The team, led by Associate Professor Jianbo Liang and Professor Naoteru Shigekawa at the Osaka Metropolitan University Graduate School of Engineering, used thermal conductivity evaluation and atomic-level analysis in their research.

First, they grew 3C-SiC bulk crystals on a silicon substrate and showed a thermal conductivity of 500 W/mK, which is second only to diamond. Then they grew a thin film of 3C-SiC crystals 1.75 microns thick, which exhibited a thermal conductivity higher than that of diamond.

3C-SiC is a SiC polytype that can be epitaxially grown on silicon, and the 3C-SiC-Si thermal boundary conductance is among the highest for semiconductor interfaces. This suggests that thin-film 3C-SiC could be used in active components as well as substrates for power electronics.

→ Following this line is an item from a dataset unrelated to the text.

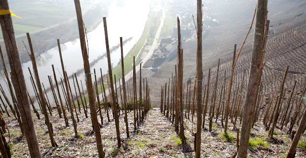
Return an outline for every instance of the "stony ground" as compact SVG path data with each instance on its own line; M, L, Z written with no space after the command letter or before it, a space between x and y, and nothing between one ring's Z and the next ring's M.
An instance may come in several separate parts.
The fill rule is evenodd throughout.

“Both the freestanding 3C-SiC crystal and thin films on a silicon substrate have this high thermal conductivity, and we expect large-diameter wafers could be fabricated at a low cost,” Prof Liang said. “That should lead to improved heat dissipation on a practical level in electronic devices.”

The results resolve a long-standing puzzle that the literature values of thermal conductivity for 3C-SiC are lower than the structurally more complex 6H-SiC. The high thermal conductivity arises from the high purity and crystal quality of 3C-SiC crystals, which avoids the defects that scatter the phonons that carry the thermal energy away.

The atomic-level analysis allowed the team to investigate why they were able to measure such high thermal conductivity, which had not been previously observed. They found that the 3C-SiC crystal contained almost no impurities: the atoms in the crystal were regularly arranged, indicating a very high-quality single crystal.